Outlook: What to Watch in Coming Quarters

The coming quarters will be critical in determining whether Venus Remedies' Q4 FY26 performance represents a sustainable inflection point or a temporary peak. Investors should monitor several key parameters to assess the durability of the operational improvements and the company's ability to sustain its growth trajectory whilst improving capital efficiency metrics.

Positive Catalysts

  • Sustained Margin Expansion: Ability to maintain operating margins above 20% would validate operational improvements and pricing power
  • Consistent Quarterly Performance: Sequential revenue and profit growth in Q1 FY27 would demonstrate sustainability of Q4 momentum
  • Mutual Fund Entry: First mutual fund holdings would signal broader institutional validation and potentially improve liquidity
  • ROE Improvement: Quarterly ROE sustaining above 12-15% would address capital efficiency concerns and support valuation re-rating
  • Export Growth: Expansion in regulated markets would diversify revenue base and support premium valuations

Red Flags

  • Margin Compression: Reversal of operating margin gains would question sustainability of Q4 performance
  • Sequential Revenue Decline: Repeat of Q1 FY26's 29.64% QoQ decline would suggest continued quarterly volatility
  • Institutional Exit: Decline in FII holdings after recent increases would signal waning confidence
  • Working Capital Deterioration: Significant increase in receivables or inventory days would pressure cash generation
  • Regulatory Setbacks: Any manufacturing or compliance issues would disproportionately impact this specialised pharmaceutical player
"Venus Remedies stands at a critical juncture – exceptional recent performance and attractive valuation offset by capital efficiency concerns and limited institutional validation. The next few quarters will determine whether this represents a sustainable transformation or a temporary peak."

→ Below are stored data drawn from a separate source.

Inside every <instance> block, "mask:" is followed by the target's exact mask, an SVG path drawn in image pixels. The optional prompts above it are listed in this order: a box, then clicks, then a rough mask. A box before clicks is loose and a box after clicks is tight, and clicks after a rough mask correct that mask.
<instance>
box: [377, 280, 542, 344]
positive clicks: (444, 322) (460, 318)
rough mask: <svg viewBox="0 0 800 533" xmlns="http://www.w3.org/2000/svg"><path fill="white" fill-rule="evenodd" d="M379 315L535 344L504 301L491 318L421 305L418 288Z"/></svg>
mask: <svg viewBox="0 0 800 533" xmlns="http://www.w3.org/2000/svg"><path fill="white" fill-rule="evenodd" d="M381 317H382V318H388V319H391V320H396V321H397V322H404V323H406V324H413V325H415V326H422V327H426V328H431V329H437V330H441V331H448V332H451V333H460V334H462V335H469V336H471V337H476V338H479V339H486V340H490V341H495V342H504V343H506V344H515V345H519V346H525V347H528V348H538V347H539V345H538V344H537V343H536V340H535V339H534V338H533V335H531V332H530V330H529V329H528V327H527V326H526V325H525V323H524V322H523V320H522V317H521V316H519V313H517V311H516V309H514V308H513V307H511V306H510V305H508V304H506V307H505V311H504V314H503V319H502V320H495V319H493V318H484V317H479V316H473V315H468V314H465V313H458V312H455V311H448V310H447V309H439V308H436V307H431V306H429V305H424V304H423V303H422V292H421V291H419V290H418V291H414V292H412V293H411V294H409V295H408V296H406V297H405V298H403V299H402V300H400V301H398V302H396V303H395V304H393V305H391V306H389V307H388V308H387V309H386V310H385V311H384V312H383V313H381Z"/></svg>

The Verdict: Promising Turnaround with Execution Risk

BUY

Score: 74/100

For Fresh Investors: Venus Remedies presents a compelling risk-reward opportunity for investors with higher risk tolerance seeking exposure to a transforming pharmaceutical company. The combination of exceptional recent performance, significant valuation discount to peers, and strong technical momentum supports accumulation at current levels. However, the high volatility profile (beta 1.50), absence of mutual fund participation, and below-average capital efficiency metrics mean this should constitute a small to moderate portfolio allocation (2-4%) rather than a core holding. Investors should adopt a staggered entry approach given the stock's recent sharp run-up.

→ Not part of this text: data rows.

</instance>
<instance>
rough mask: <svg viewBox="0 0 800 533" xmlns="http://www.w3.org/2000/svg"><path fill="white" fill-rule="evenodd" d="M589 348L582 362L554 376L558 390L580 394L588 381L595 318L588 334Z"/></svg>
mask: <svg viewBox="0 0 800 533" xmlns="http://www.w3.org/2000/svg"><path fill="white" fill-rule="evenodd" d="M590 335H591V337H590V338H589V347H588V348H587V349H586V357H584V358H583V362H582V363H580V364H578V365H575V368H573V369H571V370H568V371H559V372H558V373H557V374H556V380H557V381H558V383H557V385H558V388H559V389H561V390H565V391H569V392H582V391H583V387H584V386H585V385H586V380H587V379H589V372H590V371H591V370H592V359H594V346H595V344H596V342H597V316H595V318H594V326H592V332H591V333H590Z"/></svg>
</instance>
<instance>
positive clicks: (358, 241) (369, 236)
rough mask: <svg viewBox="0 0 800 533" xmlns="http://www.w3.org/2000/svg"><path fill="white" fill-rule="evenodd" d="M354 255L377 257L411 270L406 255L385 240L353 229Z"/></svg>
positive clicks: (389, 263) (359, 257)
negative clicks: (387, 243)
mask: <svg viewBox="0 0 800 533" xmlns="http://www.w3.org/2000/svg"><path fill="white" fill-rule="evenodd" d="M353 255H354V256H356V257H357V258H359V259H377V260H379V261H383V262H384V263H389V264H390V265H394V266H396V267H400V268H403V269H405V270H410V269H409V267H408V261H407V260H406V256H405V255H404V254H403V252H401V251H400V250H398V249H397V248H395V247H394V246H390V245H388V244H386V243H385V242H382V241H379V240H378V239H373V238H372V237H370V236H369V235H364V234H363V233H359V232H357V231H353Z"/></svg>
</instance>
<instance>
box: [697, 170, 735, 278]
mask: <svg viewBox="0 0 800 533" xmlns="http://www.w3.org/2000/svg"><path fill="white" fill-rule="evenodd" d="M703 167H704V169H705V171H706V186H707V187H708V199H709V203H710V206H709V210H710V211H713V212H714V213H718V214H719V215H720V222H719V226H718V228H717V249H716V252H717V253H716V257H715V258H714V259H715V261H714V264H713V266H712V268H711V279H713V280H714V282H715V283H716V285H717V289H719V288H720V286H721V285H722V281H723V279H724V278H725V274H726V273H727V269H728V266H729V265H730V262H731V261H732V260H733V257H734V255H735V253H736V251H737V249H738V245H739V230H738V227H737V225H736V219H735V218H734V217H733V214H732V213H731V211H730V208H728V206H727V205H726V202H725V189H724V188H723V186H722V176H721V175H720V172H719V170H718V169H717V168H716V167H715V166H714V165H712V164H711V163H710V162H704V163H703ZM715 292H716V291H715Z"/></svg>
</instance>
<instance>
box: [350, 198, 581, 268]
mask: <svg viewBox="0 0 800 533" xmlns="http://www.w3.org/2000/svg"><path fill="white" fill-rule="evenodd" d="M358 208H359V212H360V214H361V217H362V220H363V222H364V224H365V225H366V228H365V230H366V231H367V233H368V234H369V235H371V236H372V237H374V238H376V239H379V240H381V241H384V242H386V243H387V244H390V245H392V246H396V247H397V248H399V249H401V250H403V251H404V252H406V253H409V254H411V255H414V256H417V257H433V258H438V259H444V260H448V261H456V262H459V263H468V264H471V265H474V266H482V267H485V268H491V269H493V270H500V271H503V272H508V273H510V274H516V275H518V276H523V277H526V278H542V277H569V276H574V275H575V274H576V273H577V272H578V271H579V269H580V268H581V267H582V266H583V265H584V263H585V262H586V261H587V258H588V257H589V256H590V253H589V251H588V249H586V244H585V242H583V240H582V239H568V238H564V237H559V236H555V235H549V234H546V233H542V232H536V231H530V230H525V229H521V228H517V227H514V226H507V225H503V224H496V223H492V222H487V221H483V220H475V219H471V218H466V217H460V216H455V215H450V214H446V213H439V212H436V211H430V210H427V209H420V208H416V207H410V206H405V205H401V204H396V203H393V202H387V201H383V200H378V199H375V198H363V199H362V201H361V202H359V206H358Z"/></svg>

For Existing Holders: Continue holding with a trailing stop-loss around ₹1,050 (approximately 14% below current levels) to protect recent gains whilst allowing for normal volatility. The improving fundamentals, expanding margins, and debt-free balance sheet support maintaining positions. However, closely monitor Q1 FY27 results (due August 2026) for confirmation of sustainability. Consider booking partial profits if the stock rallies another 15-20% without corresponding fundamental improvement, as the recent 204% one-year gain has brought valuations closer to fair value despite the peer discount.

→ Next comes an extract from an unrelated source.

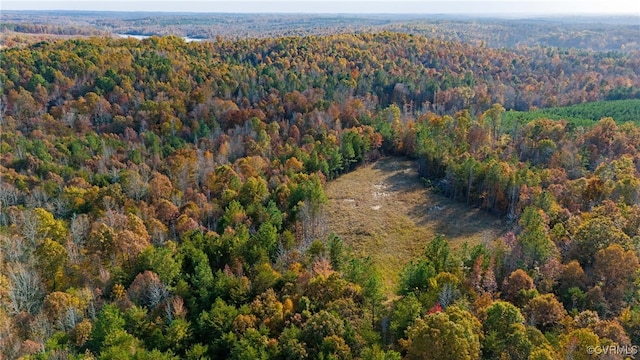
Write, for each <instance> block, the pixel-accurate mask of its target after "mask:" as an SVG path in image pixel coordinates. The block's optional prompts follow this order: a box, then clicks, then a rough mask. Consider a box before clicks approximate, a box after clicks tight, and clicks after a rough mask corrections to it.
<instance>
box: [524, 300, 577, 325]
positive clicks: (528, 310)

Fair Value Estimate: ₹1,400-1,500 (15-23% upside), based on 20-22x P/E on FY27 estimated earnings of ₹70-75 per share, assuming sustained margin performance and continued growth momentum. This valuation still represents a discount to sector averages but narrows the gap as operational improvements gain recognition.

Note: ROCE = (EBIT - Other Income) / (Capital Employed - Cash - Current Investments)

⚠️ Investment Disclaimer

This article is for educational and informational purposes only and should not be construed as financial advice. Investors should conduct their own due diligence, consider their risk tolerance and investment objectives, and consult with a qualified financial adviser before making any investment decisions. Past performance is not indicative of future results. The stock discussed carries significant volatility and risk, particularly given its micro-cap status and high beta. Investments in pharmaceutical companies are subject to regulatory, competitive, and operational risks that could materially impact returns.